粉砕機内部はアルミナボールが衝突することを利用した粉砕方式となっており、約2年間程メンテナンスフリーです。ガラス破砕機と連動した全自動運転を行うことで、連続的にガラス粉体を製造することが可能となり、粉体粒度の安定化及び効率化(97%以上)を達成しました。
カレット粉砕機からの粉体を粒度選別し、規定粒度の粉体を取り出します。
粉体移送装置との連結により、連続的に粉体の選別が可能となり、全閉式の為周辺環境への粉塵飛散もありません。
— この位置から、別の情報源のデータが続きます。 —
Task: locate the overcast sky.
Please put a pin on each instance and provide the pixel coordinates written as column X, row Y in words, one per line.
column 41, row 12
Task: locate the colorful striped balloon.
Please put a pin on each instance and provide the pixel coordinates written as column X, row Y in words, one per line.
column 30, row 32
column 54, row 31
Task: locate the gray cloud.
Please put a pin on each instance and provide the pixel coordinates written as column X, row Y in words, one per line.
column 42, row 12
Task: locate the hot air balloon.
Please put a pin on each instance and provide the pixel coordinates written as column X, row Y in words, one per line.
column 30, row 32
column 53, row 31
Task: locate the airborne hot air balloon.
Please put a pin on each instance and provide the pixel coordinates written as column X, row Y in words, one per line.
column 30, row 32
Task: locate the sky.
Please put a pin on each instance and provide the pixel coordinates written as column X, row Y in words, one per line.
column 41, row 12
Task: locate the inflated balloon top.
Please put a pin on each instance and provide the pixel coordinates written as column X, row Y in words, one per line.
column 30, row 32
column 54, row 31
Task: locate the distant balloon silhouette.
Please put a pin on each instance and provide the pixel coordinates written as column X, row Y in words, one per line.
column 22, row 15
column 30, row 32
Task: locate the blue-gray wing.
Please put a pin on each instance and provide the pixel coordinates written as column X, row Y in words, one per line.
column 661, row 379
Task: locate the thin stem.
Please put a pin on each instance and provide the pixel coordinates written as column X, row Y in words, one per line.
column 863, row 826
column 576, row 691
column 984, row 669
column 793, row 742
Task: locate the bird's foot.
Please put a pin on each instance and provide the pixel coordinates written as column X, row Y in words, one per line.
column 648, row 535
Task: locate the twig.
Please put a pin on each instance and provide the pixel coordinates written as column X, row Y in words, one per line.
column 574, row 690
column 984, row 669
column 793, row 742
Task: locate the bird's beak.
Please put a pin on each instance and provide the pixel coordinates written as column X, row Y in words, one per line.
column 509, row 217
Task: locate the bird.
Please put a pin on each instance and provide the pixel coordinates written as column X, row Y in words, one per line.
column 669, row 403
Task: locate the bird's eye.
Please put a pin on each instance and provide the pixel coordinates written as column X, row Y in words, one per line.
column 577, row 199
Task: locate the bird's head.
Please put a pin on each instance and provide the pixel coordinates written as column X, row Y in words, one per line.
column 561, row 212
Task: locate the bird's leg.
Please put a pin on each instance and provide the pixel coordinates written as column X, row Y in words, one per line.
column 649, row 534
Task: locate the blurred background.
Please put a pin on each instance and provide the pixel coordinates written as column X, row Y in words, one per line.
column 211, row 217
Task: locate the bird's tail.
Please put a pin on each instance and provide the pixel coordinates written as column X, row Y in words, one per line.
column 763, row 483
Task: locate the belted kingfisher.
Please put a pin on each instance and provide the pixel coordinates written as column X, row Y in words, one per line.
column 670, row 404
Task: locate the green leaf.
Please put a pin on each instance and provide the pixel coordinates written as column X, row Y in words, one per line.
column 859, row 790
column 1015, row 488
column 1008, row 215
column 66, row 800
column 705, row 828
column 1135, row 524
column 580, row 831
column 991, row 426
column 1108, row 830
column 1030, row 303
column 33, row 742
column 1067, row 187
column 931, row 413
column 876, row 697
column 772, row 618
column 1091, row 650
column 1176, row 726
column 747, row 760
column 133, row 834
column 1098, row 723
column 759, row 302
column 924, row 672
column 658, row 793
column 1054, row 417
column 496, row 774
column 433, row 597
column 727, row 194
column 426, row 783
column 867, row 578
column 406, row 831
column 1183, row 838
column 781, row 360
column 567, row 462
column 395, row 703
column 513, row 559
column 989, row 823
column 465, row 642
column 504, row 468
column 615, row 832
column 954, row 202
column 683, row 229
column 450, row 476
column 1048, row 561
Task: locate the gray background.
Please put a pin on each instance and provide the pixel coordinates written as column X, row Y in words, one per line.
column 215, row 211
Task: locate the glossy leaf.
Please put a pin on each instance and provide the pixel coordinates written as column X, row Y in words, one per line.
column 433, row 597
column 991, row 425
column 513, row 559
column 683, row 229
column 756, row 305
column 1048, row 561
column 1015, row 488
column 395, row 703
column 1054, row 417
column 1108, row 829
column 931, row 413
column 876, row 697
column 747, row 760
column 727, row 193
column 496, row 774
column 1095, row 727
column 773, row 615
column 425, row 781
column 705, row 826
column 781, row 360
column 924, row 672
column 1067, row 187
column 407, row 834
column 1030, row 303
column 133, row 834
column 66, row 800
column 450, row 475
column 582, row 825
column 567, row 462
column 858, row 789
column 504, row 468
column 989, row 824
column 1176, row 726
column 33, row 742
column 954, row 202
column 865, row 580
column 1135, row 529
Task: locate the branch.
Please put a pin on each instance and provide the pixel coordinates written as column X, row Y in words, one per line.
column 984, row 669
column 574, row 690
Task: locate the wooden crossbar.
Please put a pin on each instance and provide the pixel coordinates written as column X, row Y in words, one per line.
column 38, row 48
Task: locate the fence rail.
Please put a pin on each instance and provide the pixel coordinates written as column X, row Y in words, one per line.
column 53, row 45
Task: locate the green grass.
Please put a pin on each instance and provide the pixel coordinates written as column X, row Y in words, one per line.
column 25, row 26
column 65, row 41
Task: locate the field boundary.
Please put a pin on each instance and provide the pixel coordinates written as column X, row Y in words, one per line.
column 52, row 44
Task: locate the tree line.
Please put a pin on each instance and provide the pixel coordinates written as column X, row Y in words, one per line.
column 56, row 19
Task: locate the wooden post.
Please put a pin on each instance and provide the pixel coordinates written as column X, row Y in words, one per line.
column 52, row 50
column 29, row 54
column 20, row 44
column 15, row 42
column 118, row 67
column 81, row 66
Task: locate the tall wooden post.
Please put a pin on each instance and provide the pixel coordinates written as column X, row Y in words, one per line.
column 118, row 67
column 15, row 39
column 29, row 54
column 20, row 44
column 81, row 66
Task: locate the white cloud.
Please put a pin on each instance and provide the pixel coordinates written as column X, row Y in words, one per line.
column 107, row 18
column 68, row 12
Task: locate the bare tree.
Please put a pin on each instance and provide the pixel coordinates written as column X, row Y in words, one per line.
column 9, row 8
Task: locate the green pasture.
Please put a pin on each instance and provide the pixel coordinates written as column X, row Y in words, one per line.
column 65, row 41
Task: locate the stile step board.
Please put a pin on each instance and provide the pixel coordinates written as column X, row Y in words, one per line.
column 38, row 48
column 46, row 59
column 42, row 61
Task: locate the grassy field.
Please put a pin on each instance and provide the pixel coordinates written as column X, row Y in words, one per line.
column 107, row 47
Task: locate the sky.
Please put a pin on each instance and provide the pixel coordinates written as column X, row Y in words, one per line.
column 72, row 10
カレット粉砕機・振動ふるい機・混合撹拌機からの粉体を移送する装置です。
渦巻きの原理を応用して開発されたスピンフローコンベアで、今まで困難とされていた粉体移送において全自動で、安定的な粉体移送が可能となりました。また、エアーレスの為、静電気発生率も低く、粉塵発生の無い作業環境を得ることができました。
振動ふるい機より選別されたガラス粉体と2種類の添加材を自動計量で混合し、量・比重・形状の異なる物質を均一に撹拌します。
混合撹拌機は、連続バッチ式となっており、1回あたり350kgの混合粉体を製造することができます。また、2種類の添加材を連続的に投入できるように、自動送り・計量・投入と一連の工程がすべて自動化されており、常に安定した品質で、混合粉体を製造することができます。
混合撹拌機により製造された、混合粉体を焼成し、多孔質軽量発泡資材(スーパーソル)を製造します。焼成炉は、焼成部、徐冷部の軽量断熱・耐火構造となっており、ワイヤーメッシュベルトコンベアによる連続焼成が可能です。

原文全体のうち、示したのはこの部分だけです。